In past decades, there have been a raised interest on the availability and the quality of early education and care (ECEC) in the European Union: this is due both for an increased understanding about the role played by early years in children’s development, and to the need of supporting women’s labour force participation. However, the fragmentation of the childminding offer in Europe is still high: in particular, domiciliary childminding is often not-regulated, neither in terms of professional profile, nor in terms of labour contracts, even if European families greatly rely on domiciliary care for children.
Childminders in fact have a crucial role in society: they take care of the needs of the children in an active manner, they stimulate cognitive development, and overall they are part of the human environment preparing children for life within the community. In spite of this, their professional role is not completely recognised and access to appropriate learning pathways to acquire professional skills for the role is also not always available.

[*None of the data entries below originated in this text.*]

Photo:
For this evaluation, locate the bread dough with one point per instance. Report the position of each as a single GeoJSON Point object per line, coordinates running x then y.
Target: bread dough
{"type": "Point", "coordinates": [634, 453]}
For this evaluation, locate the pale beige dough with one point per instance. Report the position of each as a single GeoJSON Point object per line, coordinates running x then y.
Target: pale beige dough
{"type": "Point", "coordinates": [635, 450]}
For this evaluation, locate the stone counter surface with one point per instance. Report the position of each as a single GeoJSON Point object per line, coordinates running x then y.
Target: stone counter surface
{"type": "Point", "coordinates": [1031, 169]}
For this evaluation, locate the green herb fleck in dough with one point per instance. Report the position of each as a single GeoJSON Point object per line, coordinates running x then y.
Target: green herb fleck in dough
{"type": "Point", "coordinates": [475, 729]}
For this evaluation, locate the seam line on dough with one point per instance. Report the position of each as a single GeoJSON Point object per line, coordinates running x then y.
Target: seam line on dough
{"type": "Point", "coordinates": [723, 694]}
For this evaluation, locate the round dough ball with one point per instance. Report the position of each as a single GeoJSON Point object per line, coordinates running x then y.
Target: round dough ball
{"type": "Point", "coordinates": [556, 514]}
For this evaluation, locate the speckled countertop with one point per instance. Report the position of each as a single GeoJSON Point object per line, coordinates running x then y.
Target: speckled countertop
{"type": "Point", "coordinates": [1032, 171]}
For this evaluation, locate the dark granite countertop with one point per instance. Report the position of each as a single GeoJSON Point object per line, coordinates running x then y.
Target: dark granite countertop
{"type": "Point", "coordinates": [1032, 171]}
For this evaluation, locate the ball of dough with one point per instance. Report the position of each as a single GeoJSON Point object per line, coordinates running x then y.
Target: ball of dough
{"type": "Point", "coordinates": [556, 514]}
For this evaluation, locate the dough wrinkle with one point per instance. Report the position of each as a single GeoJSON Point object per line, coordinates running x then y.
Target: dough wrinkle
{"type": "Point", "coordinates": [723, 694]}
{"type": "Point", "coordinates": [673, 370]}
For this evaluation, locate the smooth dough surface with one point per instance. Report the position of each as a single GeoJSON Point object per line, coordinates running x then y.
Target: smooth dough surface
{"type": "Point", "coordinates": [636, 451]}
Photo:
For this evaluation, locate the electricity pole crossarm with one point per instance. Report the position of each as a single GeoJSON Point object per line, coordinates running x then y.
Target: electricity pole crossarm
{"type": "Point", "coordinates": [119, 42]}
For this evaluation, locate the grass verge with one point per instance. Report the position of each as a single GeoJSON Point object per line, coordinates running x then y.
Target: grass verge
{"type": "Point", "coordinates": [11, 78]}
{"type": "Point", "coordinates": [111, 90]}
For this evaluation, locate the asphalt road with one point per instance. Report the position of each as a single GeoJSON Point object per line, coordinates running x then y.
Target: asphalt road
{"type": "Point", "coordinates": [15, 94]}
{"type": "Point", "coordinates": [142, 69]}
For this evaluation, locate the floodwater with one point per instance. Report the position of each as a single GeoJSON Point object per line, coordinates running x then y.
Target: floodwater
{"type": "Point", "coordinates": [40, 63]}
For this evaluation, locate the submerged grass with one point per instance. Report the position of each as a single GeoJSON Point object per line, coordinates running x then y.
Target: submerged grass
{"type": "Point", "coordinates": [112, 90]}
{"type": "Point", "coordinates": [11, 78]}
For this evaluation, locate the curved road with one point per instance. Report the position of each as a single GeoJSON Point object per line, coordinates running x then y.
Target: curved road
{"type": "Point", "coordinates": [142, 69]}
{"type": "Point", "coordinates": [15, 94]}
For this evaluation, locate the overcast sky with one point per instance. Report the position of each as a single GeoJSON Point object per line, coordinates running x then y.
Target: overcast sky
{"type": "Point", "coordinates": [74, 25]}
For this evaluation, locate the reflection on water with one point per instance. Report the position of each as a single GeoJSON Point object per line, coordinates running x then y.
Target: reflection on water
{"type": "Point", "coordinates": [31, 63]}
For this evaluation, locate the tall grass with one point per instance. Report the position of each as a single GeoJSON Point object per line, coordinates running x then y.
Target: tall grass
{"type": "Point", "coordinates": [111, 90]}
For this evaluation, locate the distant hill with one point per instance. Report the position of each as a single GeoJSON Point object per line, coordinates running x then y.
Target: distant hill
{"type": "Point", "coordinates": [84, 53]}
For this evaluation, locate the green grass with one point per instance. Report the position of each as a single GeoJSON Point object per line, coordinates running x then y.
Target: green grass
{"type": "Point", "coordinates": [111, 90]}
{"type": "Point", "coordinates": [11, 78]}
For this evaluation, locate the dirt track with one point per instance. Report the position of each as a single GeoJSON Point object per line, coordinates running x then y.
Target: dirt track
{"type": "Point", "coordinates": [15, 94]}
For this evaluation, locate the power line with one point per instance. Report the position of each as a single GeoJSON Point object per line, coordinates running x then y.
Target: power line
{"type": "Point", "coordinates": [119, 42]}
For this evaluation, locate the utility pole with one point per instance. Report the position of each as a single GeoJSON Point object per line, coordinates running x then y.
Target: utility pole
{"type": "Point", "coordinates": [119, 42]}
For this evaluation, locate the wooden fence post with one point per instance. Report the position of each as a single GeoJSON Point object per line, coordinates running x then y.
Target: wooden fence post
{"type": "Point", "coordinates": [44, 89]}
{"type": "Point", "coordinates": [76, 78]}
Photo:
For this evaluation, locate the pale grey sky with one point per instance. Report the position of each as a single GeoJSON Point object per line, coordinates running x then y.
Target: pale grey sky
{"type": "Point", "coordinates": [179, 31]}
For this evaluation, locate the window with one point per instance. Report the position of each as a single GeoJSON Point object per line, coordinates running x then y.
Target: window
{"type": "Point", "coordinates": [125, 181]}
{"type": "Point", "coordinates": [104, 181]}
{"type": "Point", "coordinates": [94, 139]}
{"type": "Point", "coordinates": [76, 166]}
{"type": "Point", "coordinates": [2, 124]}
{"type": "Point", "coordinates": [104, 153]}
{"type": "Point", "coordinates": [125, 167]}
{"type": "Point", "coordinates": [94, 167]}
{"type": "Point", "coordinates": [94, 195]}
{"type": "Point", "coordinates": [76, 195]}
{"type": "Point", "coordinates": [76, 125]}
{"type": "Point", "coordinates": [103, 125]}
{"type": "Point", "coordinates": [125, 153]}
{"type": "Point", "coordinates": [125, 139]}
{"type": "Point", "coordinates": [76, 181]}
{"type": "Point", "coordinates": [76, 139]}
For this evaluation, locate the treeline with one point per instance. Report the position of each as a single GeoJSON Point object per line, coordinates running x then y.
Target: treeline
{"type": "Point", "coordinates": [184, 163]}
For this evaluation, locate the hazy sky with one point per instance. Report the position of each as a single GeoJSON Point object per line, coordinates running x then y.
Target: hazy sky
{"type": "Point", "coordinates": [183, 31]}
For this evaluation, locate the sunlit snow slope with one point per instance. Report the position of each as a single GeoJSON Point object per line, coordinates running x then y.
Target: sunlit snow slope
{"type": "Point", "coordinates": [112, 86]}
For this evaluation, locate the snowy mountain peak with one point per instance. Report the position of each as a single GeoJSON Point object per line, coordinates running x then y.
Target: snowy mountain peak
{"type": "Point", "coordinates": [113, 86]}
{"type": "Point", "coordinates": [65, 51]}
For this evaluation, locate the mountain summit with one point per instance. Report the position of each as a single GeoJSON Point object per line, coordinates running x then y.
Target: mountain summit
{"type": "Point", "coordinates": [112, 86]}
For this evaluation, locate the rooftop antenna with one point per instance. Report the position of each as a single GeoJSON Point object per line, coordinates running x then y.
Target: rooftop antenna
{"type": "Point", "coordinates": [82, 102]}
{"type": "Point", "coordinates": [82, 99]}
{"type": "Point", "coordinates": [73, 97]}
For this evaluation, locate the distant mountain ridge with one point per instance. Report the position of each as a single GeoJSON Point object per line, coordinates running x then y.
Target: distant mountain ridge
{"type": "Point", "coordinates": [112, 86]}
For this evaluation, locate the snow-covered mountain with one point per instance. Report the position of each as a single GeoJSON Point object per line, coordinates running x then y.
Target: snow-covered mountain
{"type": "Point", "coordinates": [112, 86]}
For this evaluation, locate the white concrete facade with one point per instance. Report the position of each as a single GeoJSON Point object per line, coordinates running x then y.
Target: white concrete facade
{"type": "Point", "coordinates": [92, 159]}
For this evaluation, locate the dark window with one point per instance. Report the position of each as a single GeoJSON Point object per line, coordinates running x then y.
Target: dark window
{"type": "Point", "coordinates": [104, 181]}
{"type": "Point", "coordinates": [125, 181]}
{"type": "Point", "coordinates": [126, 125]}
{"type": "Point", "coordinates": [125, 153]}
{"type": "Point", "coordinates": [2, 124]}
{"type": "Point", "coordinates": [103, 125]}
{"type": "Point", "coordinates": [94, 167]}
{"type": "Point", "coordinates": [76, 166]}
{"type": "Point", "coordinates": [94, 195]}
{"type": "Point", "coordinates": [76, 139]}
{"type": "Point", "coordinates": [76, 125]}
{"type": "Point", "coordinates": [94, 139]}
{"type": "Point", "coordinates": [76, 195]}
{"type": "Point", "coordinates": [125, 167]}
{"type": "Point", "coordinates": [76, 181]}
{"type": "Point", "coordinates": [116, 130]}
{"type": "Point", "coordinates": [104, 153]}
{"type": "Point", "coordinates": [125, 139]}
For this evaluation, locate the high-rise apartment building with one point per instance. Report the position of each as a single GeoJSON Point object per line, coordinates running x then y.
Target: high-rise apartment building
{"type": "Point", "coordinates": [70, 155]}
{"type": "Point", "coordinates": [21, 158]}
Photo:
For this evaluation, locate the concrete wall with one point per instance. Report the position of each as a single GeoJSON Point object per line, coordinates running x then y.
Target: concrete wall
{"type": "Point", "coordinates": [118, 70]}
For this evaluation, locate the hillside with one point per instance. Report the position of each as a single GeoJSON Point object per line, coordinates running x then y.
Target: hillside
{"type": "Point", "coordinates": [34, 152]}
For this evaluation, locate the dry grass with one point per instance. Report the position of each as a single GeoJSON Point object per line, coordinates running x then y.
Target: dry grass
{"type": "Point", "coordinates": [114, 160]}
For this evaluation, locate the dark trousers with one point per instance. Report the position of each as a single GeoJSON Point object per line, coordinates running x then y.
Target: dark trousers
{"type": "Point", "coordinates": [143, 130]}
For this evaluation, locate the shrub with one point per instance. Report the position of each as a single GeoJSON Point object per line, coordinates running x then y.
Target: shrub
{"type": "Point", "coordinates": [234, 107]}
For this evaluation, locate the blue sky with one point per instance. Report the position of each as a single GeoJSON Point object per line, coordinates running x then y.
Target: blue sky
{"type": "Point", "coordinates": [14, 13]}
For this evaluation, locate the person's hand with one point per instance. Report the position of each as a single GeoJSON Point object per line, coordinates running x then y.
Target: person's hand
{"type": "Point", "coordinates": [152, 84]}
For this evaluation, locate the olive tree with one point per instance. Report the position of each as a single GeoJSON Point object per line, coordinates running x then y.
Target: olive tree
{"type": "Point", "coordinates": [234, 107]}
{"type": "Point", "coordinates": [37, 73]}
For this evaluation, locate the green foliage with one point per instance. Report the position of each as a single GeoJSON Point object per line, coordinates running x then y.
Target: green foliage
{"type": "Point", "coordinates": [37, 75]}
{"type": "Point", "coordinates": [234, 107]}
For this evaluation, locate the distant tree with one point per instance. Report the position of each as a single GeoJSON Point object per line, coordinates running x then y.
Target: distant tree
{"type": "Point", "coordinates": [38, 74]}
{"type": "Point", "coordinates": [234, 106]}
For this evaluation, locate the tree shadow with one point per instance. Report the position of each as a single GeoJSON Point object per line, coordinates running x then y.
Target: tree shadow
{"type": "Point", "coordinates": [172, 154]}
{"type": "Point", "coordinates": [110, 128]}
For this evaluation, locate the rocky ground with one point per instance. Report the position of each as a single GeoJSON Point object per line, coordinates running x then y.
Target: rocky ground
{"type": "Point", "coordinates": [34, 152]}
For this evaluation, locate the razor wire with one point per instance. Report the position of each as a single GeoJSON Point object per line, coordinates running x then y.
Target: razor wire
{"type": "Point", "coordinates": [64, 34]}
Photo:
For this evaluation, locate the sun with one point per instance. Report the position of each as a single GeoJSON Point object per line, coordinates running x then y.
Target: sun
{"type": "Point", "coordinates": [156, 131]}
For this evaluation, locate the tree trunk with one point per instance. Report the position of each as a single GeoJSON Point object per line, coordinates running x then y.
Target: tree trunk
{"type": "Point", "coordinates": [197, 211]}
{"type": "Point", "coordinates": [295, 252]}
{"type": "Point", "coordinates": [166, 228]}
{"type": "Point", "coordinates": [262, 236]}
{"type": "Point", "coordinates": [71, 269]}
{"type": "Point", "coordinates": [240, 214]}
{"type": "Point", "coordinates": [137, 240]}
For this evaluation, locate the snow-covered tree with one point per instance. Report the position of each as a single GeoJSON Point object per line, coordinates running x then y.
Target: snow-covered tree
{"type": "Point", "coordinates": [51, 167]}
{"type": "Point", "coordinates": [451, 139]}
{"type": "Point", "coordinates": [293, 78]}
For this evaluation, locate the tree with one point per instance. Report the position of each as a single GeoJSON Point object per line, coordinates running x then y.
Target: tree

A recent study from the European Commission (2014) on the effective use of early childhood education and care (ECEC) in preventing early school leaving (ESL), highlighted instead that the risk of lowering the quality of services is increased with poor staff qualification and precarious employment conditions (case studies were analysed from Belgium and Spain).
A comparison of the required educational levels of child caretakers in European countries shows that these levels range from personal skills to university education. In some countries private childminders, working from home, have no educational requirements – only personal skills (e.g., Denmark, Germany, Portugal or Norway). Other countries, such as i.e. France, have tried to raise the educational standard of this professional profile (European Commission 2002:12, Barcelona Declaration), by providing training and certification for the “Assistant maternel” and “Garde -d’enfants” profiles.
Training for domiciliary childminders, although not always available as certified training, is however quite common across Europe: if France and Poland have professional training also for home-based care, Sweden and the Netherlands have established educational pathways, other countries have learning opportunities to enhance professional development of the profile, also in cases where certification for the professional profile is not available – these could be promoted by regional authorities or by communities, single training agencies etc. according to detected needs of the families.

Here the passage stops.